57’de Nihat’ın ölçüp biçip Semih’in kafasına gönderdiği topa ligimizin nöbetçi golcüsü enfes bir vuruş yaparak ağları buldu. Bu gol aynı zamanda Fatih Terim’e “Bu 23 kişi içinden yapılacak her takımda Semih oynar” mesajını da iletti. Golden sonra İsviçre’de bir panik havası gözlemledik. Jakob Kuhn bu havanın önüne geçmek için top tutabilen Vonlanthen’i oyuna aldıysa da İsviçre bir türlü defans-ofans dengesini tutturamadı. Birkaç başarısız gol girişiminden sonra tam ümitlerimizin kaybolmaya başladığı sırada Tuncay’ın İsviçre defansını abandone eden pasını iyi değerlendiren Arda hem 3 puanı getiren hem de “Man Of The Match” ödülünü kazanan isim oldu. Takdir edersiniz ki bu galibiyet İsviçre basınına haddini bildirmekten çok daha öte anlamlar taşıyor. Maç sonunda küçük bir kargaşa yaşansa da millilerimizin bir beraberlikle Çeyrek Finale ulaşması mümkün.

UEFA’nın 2004’te yürürlüğe aldığı regülasyona göre;

“İlk iki grup maçın sonunda aynı puan, aynı averaj ve aynı gol sayılarına sahip iki takım, son maçta birbirleriyle berabere kalırsa, turu kimin atlayacağı, maçın normal süresinin hemen sonunda, iki uzatma devresi oynanmadan, yapılacak penaltı atışları ile belirleniyor. Eğer bu duruma üçüncü takım da dâhil olursa, yani aynı puan, averaj ve gol sayısına sahip bir başka takım varsa, bu durumda turu kimin geçeceğini belirlerken UEFA’nın önceki sıralama kuralları dikkate alınıyor.”

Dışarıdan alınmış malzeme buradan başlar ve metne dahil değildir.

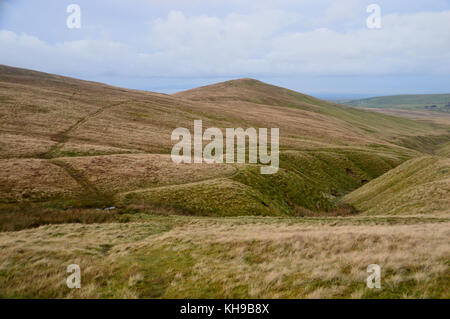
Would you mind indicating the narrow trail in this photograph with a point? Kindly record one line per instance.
(142, 190)
(77, 176)
(63, 136)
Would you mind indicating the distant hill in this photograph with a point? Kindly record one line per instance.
(68, 143)
(402, 101)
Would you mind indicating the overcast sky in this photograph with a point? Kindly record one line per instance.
(320, 47)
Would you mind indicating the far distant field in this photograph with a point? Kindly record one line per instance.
(401, 101)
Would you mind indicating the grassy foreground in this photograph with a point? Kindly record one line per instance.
(247, 257)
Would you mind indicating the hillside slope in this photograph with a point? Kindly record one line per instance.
(69, 144)
(418, 186)
(402, 101)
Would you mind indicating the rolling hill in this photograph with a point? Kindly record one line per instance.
(86, 177)
(72, 144)
(402, 101)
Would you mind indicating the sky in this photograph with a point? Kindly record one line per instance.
(320, 47)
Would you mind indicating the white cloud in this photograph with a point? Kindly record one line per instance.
(260, 43)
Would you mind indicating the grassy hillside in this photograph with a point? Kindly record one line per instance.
(68, 144)
(86, 177)
(419, 186)
(402, 101)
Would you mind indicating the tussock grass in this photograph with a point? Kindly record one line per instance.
(229, 258)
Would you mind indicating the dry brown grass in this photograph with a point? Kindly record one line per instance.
(256, 258)
(130, 172)
(34, 179)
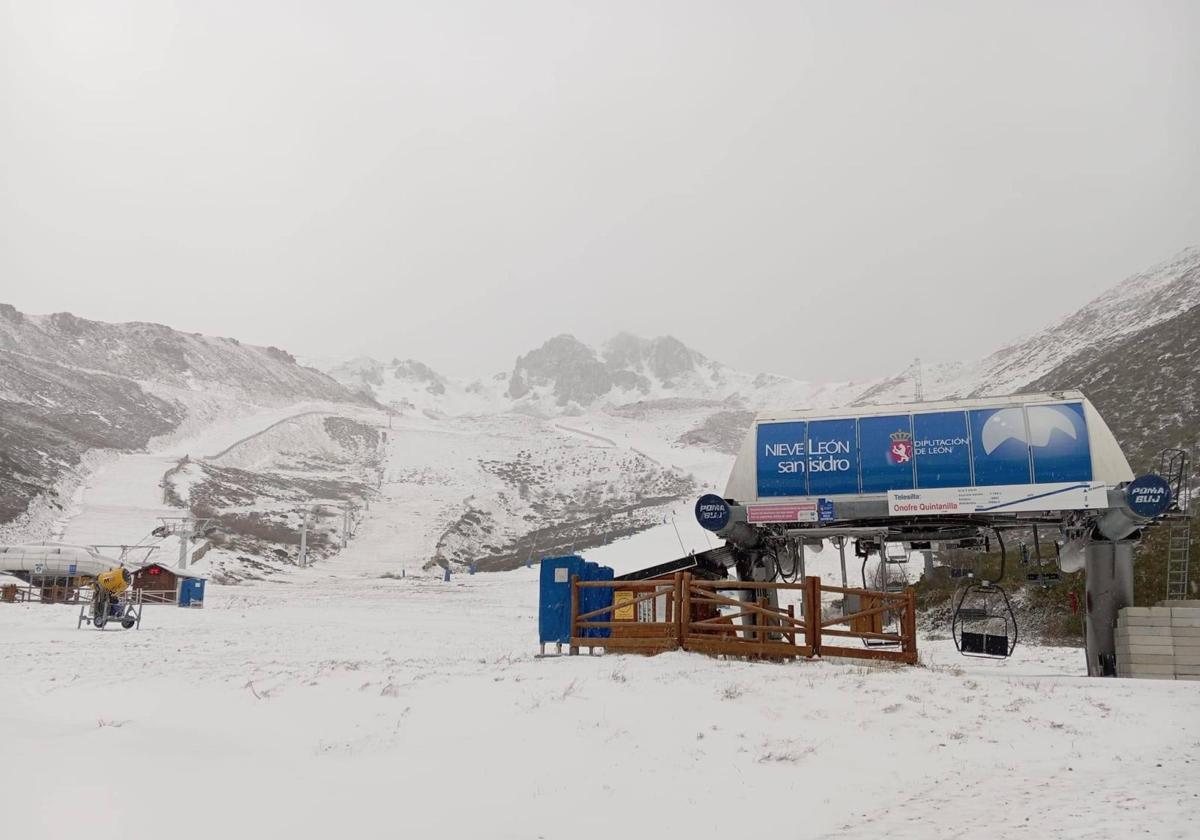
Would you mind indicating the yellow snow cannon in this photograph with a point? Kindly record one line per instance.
(114, 581)
(109, 600)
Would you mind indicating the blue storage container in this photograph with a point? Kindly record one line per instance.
(555, 598)
(191, 592)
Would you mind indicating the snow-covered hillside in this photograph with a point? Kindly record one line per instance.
(72, 389)
(1135, 304)
(567, 377)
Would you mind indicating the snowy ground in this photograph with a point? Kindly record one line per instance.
(402, 707)
(346, 703)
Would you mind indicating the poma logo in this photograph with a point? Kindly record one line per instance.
(901, 448)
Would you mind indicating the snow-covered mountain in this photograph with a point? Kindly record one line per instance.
(70, 387)
(1135, 304)
(567, 377)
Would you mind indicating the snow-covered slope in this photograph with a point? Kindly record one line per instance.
(567, 377)
(1135, 304)
(71, 387)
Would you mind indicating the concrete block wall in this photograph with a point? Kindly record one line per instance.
(1159, 642)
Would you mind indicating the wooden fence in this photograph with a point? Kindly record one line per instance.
(689, 613)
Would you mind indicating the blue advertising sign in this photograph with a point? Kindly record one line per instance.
(1000, 445)
(783, 459)
(942, 449)
(886, 449)
(833, 456)
(712, 511)
(1059, 442)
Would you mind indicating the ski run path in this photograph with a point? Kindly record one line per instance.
(343, 705)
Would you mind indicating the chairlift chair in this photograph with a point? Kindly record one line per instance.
(984, 623)
(889, 622)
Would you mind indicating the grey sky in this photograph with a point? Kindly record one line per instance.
(819, 190)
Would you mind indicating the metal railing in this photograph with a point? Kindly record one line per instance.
(738, 618)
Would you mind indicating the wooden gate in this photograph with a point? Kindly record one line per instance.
(736, 618)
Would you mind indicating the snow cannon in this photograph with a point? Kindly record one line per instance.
(114, 581)
(941, 475)
(111, 601)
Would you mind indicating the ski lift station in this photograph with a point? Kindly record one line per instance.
(889, 480)
(951, 474)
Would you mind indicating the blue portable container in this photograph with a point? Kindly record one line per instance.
(191, 592)
(555, 598)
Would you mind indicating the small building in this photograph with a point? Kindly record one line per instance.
(163, 585)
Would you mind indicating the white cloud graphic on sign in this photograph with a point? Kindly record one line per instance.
(1008, 424)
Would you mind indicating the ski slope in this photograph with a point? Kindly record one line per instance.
(365, 707)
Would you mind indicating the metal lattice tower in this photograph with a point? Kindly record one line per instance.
(1174, 467)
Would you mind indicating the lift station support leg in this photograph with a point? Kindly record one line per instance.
(1109, 588)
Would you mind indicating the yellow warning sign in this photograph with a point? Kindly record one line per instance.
(623, 613)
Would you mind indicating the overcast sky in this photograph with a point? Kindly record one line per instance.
(817, 190)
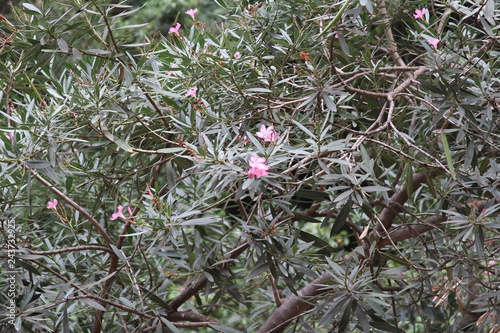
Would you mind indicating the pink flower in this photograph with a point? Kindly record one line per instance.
(419, 14)
(191, 12)
(268, 134)
(257, 167)
(52, 204)
(192, 92)
(175, 29)
(434, 42)
(118, 214)
(242, 139)
(490, 263)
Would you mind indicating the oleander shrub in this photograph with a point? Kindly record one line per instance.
(287, 166)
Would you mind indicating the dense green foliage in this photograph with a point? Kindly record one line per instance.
(125, 163)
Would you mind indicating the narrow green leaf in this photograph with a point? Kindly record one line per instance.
(448, 155)
(170, 150)
(341, 218)
(31, 7)
(93, 304)
(225, 329)
(62, 45)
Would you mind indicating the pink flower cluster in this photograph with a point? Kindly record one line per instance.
(175, 29)
(420, 14)
(258, 167)
(434, 42)
(119, 213)
(192, 92)
(267, 133)
(191, 13)
(52, 204)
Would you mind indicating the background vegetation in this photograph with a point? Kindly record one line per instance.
(126, 158)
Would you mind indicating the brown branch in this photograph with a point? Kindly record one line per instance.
(412, 230)
(73, 204)
(72, 249)
(393, 207)
(295, 305)
(194, 288)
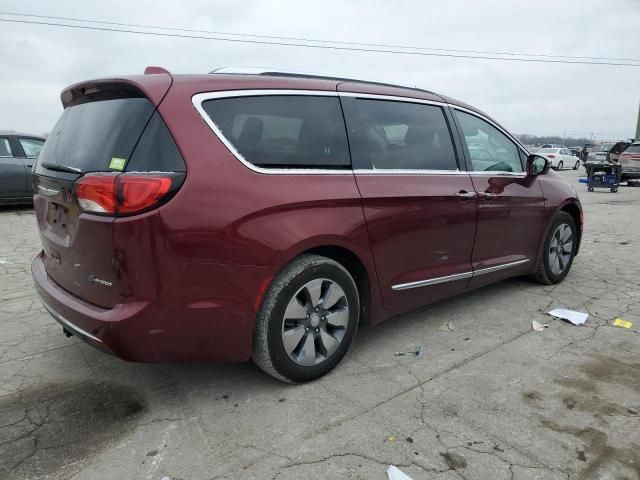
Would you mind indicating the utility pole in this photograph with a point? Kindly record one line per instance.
(638, 125)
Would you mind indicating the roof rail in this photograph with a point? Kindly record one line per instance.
(291, 74)
(151, 70)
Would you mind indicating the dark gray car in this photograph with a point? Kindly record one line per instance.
(18, 152)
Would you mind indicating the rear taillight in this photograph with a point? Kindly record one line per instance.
(124, 194)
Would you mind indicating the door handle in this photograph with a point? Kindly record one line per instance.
(464, 195)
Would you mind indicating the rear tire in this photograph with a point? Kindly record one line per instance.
(307, 321)
(559, 250)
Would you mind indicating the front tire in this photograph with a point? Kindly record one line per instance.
(560, 247)
(307, 321)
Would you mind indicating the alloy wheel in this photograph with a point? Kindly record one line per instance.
(315, 322)
(560, 249)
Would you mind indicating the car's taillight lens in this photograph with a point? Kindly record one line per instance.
(140, 193)
(97, 194)
(123, 194)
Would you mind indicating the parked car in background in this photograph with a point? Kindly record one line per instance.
(576, 151)
(560, 158)
(599, 153)
(607, 152)
(617, 149)
(268, 216)
(17, 154)
(551, 145)
(630, 162)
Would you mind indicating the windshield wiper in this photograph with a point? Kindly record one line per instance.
(60, 168)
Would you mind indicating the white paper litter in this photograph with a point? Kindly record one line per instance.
(395, 473)
(577, 318)
(538, 327)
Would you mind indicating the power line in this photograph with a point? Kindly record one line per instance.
(325, 47)
(316, 40)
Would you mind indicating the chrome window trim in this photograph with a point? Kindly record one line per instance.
(199, 98)
(70, 325)
(391, 171)
(457, 276)
(392, 98)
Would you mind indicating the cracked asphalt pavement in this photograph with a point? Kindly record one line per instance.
(490, 400)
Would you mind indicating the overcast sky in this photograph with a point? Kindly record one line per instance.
(37, 62)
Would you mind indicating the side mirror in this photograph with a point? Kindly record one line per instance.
(537, 165)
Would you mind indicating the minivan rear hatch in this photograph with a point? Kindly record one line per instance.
(105, 131)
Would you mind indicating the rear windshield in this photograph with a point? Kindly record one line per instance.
(97, 136)
(283, 131)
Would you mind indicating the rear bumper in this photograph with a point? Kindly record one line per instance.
(101, 328)
(166, 329)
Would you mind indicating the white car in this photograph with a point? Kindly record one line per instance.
(560, 158)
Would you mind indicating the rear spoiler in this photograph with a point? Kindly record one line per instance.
(153, 87)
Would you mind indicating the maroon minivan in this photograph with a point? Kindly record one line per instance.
(232, 216)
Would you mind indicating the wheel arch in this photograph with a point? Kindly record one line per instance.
(575, 212)
(356, 268)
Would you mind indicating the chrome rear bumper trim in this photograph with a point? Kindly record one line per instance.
(73, 328)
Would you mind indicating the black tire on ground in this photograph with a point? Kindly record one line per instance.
(544, 274)
(268, 345)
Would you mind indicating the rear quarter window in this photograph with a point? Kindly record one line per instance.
(283, 131)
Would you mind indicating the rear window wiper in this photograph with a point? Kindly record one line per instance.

Uzun lafın kısası Çek Cumhuriyeti ile berabere kalırsak devreye penaltılar girecek. Ancak beraberliği hedeflemenin bizim için yenilgiyle eşdeğer olduğunu Portekiz maçında gördük. Çıkıp futbolumuzu oynamamız gerekiyor. Çekler Portekiz’den zayıf ama İsviçre’den güçlü bir ekip. Özellikle Sionko ve Plasil ile kanatlardan çok tehlikeli geliyorlar. Buna karşı belki 4-2-3-1’e dönüp Arda’yı da Semih’in arkasına kaydırmak işlevsel olabilir. Çünkü Çekler karşısında kanatlarımızın takviyeye ihtiyacı olacak.
 
Toplam blog
: 235
: 717
Kayıt tarihi
: 21.06.06
 
 

Yazar 1976 yılında İstanbul'da doğdu. Tüm eğitim ve öğretim hayatını burada tamamlayarak, 1999 yı..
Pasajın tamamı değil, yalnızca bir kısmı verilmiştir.